Stem cells like fertilized eggs, embryonic stem cells (ESCs), hematopoietic stem cells, myoblasts and fibroblasts, are capable of self-renewal and differentiation. The balance between differentiation and proliferation is required for development, homeostatic tissue turnover and regeneration. Differentiation is regulated by “induction signals” and “competence”. Previous research work suggest that the cell cycle and differentiation are correlated, though the exact relationship is still unknown. Some studies also suggest that CDK (Cyclin-dependent kinase) activity is important for the progression of cell cycle, but due to the activity of ubiquitin E3-ligase, APC/C-Cdh1, cyclins get degraded, and cyclin levels becomes lowest in early G-1 phase. Hence Cdh1 inactivation could be helpful in cell cycle progression. One major hurdle why such correlation studies between cell cycle and differentiation were not possible before is the complexity and dynamic conversion of the cell cycle state which occurs several times in the course of development.
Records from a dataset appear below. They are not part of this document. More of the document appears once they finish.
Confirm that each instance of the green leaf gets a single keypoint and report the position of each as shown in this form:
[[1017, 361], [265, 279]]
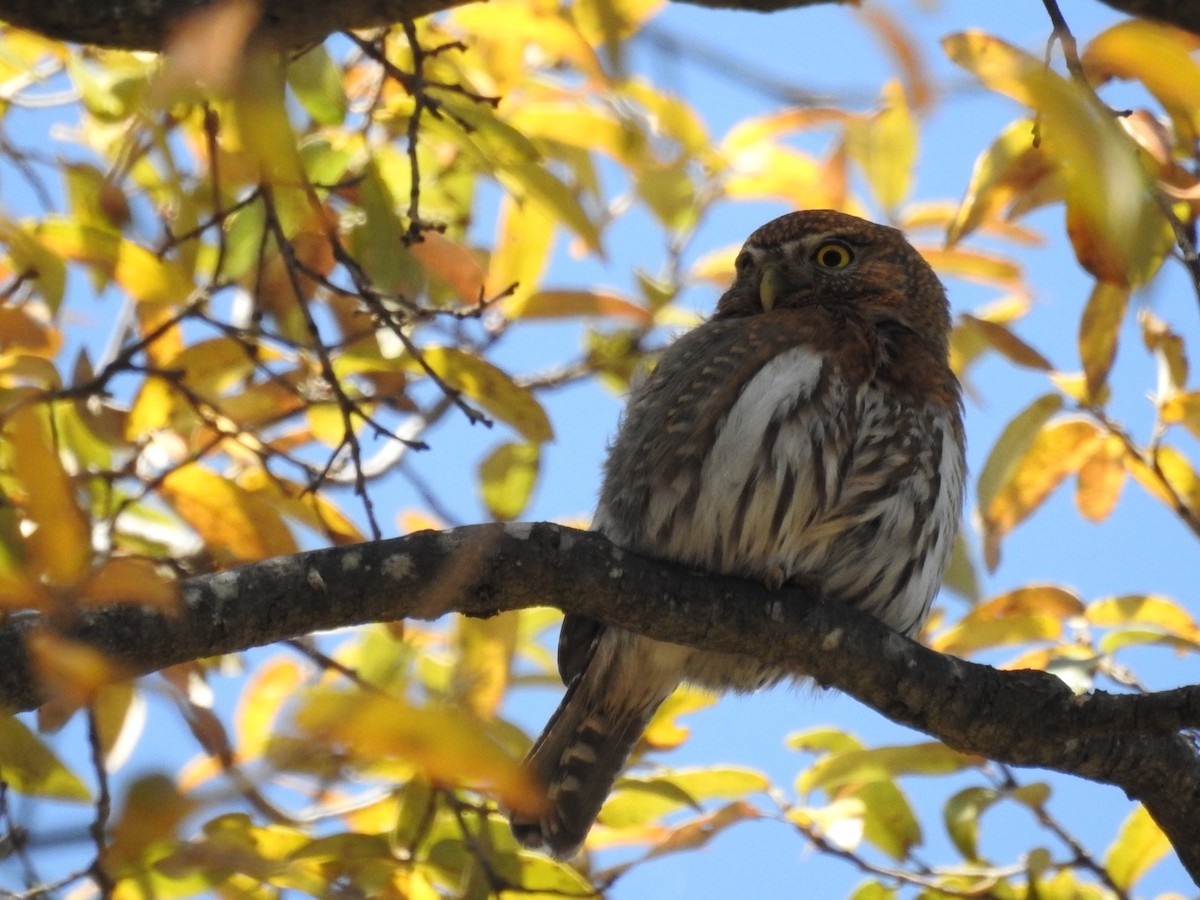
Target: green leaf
[[885, 147], [961, 815], [490, 387], [1114, 220], [639, 801], [1139, 845], [1012, 444], [882, 763], [30, 767], [317, 83], [1098, 333]]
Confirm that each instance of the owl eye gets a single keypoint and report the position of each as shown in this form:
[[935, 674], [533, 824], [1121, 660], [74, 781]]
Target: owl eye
[[833, 255]]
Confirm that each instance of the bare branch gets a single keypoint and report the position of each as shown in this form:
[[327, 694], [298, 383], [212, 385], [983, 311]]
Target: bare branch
[[1025, 718]]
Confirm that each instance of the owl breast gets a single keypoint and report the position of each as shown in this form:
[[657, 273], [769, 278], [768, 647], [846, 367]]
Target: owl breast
[[815, 478]]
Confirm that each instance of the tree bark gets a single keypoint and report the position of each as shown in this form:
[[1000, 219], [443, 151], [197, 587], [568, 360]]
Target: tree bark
[[147, 24], [1025, 718]]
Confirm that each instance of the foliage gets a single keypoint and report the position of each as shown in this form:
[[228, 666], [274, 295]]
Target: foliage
[[309, 263]]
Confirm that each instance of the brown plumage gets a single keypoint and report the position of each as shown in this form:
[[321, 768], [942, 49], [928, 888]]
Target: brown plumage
[[810, 432]]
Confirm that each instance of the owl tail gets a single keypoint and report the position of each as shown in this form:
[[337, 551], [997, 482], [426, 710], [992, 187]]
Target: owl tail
[[577, 759]]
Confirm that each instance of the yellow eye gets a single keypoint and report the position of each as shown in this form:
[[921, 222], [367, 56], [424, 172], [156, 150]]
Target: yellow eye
[[833, 255]]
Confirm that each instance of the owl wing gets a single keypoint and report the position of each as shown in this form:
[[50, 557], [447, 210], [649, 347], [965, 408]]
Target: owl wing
[[576, 645]]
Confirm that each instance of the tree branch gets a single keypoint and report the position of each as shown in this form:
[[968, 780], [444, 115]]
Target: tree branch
[[1025, 718], [295, 23]]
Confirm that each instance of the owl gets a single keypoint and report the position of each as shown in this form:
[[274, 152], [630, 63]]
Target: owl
[[809, 433]]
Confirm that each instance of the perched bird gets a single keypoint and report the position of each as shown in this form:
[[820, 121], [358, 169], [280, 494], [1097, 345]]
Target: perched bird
[[809, 433]]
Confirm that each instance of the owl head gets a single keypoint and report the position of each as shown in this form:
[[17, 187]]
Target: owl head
[[834, 259]]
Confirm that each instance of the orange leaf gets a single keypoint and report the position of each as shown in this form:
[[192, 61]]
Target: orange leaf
[[1098, 333], [234, 523], [454, 264], [69, 672], [1101, 480], [449, 745], [130, 581], [1114, 220]]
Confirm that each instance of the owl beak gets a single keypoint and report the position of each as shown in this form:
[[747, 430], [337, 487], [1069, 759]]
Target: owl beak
[[772, 287], [778, 281]]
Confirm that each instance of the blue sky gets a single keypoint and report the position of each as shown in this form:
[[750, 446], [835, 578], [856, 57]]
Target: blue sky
[[1140, 549]]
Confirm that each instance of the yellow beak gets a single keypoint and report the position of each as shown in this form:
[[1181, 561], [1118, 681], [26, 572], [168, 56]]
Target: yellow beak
[[772, 287]]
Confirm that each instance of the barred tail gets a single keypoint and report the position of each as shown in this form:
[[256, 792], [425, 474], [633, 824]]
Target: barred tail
[[577, 759]]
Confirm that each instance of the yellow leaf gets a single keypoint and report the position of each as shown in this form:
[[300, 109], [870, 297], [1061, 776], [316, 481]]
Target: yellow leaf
[[774, 172], [130, 581], [1114, 220], [1012, 444], [267, 690], [257, 121], [1101, 480], [1168, 349], [588, 129], [58, 545], [561, 304], [525, 237], [1182, 409], [328, 424], [1161, 58], [973, 265], [449, 745], [885, 147], [1180, 475], [304, 505], [640, 801], [966, 637], [665, 731], [1042, 599], [907, 57], [751, 132], [1029, 613], [205, 51], [1001, 339], [234, 523], [453, 263], [507, 478], [149, 820], [30, 768], [484, 659], [142, 274], [882, 763], [489, 387], [612, 21], [25, 331], [1006, 171], [1056, 451], [840, 823], [523, 27], [1098, 331], [120, 715], [70, 672], [1144, 610], [670, 117], [29, 255], [1138, 847]]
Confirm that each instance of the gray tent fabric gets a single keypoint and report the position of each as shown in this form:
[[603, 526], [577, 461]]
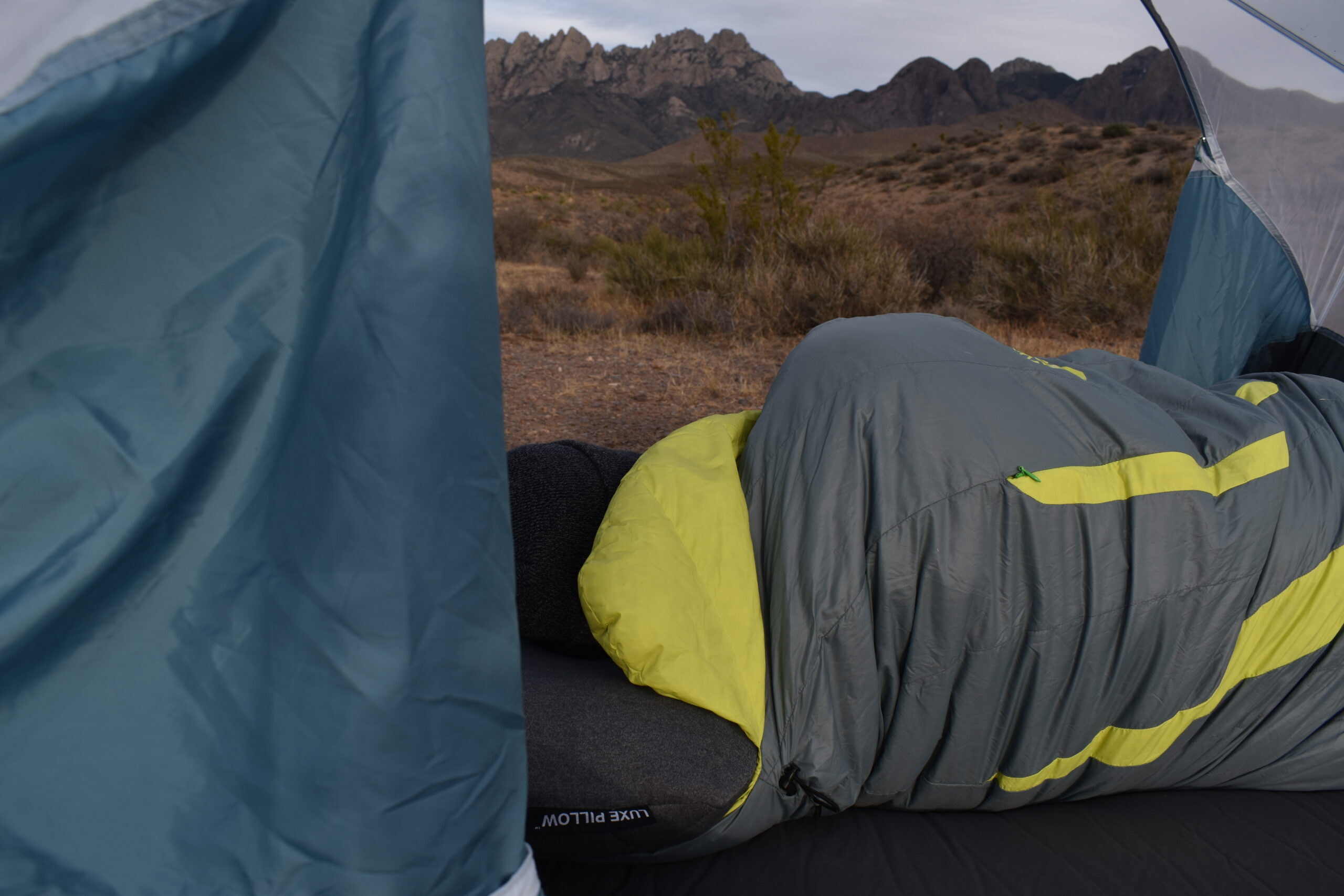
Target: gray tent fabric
[[941, 636], [1254, 269], [257, 628]]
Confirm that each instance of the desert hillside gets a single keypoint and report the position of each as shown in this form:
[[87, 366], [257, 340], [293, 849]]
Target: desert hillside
[[622, 320], [569, 97]]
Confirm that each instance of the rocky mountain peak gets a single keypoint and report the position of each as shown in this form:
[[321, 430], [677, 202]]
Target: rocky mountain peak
[[683, 59], [1022, 66], [568, 96]]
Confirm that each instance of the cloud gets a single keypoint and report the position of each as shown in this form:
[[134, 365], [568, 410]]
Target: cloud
[[835, 46]]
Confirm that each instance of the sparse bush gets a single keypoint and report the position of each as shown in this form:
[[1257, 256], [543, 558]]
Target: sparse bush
[[1031, 143], [1139, 145], [942, 249], [827, 270], [1086, 143], [1168, 144], [656, 265], [1043, 174], [699, 313], [1078, 268], [814, 273], [577, 268], [517, 234], [1158, 174], [534, 312]]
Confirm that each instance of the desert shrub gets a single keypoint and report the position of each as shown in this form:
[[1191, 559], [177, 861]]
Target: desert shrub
[[1168, 144], [824, 270], [1092, 265], [517, 234], [551, 311], [658, 265], [1042, 174], [1031, 143], [699, 312], [815, 272], [577, 268], [743, 201], [1085, 143], [1158, 174], [941, 249], [1139, 145]]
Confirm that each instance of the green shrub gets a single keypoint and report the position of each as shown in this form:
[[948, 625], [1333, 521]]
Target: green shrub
[[658, 265], [548, 309], [517, 234], [1086, 267]]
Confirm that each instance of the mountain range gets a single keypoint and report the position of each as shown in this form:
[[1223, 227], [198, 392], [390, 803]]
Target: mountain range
[[569, 97]]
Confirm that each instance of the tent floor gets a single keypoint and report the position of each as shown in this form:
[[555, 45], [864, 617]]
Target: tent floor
[[1226, 842]]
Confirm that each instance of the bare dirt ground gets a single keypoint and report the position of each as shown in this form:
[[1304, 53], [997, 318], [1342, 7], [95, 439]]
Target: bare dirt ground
[[629, 392]]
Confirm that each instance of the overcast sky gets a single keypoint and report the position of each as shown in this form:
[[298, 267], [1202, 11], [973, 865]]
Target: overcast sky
[[835, 46]]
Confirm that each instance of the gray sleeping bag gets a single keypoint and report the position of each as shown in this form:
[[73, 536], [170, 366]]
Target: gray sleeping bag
[[990, 579]]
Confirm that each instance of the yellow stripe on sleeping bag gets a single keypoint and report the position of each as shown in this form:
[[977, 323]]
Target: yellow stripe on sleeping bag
[[670, 589], [1257, 392], [1296, 624], [1155, 475]]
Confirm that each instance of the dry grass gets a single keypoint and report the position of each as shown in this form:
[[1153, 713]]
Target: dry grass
[[631, 390], [618, 340]]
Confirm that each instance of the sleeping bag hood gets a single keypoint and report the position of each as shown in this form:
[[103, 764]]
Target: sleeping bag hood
[[940, 574]]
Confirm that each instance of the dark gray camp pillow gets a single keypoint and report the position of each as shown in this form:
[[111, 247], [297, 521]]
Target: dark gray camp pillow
[[615, 769], [558, 495]]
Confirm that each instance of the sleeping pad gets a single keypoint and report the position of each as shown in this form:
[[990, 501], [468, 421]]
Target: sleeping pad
[[939, 574]]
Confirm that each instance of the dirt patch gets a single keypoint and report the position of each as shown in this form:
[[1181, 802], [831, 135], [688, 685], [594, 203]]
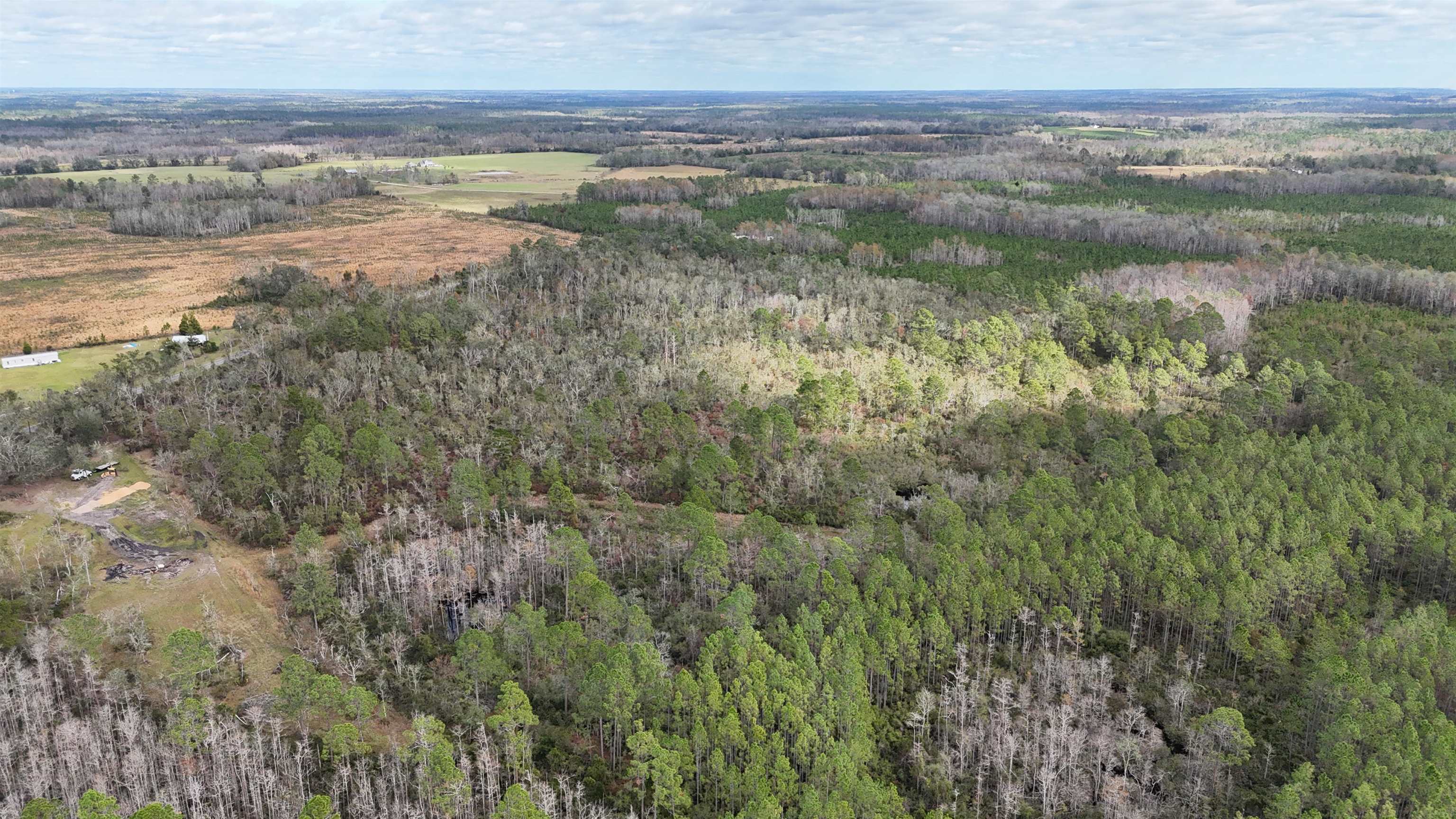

Planarians are organisms that can regenerate missing body part from a tiny body fragment. Adult stem cells termed “neoblasts” are responsible for their amazing regeneration abilities. Planarians lack 124 genes that are important for mice or humans according to a genome scan of various planarians species.
In a new study published in Developmental Biology by Professor Chikara Hashimoto and colleagues from JT Biohistory Research Hall found that planarians lack CDK inhibitor genes in D. japonica but exist Cdh1 genes which are responsible for cell cycle exit. The authors found that proliferative stem cells were unable to respond to induction signals, and Cdh1 expression and cell cycle exit were required for differentiation to begin. Cyclin D knockdown (cyclin D KD) planarians which are assumed to be driven to quit the cell cycle were unable to regenerate their missing body parts and lost their neoblasts.
The cell cycle must be maintained for stem cells to exist in tissues without differentiation. The incompatibility of proliferation and differentiation in the regulation of transcription factors and chromatin state was also discussed in their study. For example, in mouse ESCs, the cyclin D-CDK and cyclin E-CDK complexes phosphorylate oct4, sox2, and nanog to protect them from proteasomal destruction, implying that cell cycle progression keeps stem cells alive.
The research team reported that planarians have a very simple cell cycle regulatory mechanism, where Cdh1 is the key components in cell cycle exit. Cdh1 KD disrupting cell cycle exit resulted in a dramatic increase in neoblasts and a decrease in differentiated cells. Additionally, even in the presence of induction signal, the Cdh1-depleted neoblasts did not differentiate. These findings suggested that cell cycle exit is required for stem cell differentiation. In other word, cell cycle progression guarantees that stem cells remain undifferentiated. The occurrence of two distinct growth pauses, i.e. G1 arrest and G0 is suggested by researchers. Cells in G1 arrest, like neural crest cells and quiescent adult stem cells, stop their cell cycle but stay in G1 to retain their undifferentiated status. Cells in G0, on the other hand, complete their cell cycle and gain the ability to respond to induction signals.
According to the authors, the new study suggests that causal relationship between proliferation and differentiation could be conserved among multicellular organisms: Proliferation maintains the undifferentiated status and cell cycle exit to G0 dictates cells to become competent to accept induction signals.
Sato Y, Umesono Y, Kuroki Y, Agata K, Hashimoto C. Proliferation maintains the undifferentiated status of stem cells: The role of the planarian cell cycle regulator Cdh1. Developmental biology. 2022 Feb 1;482:55-66.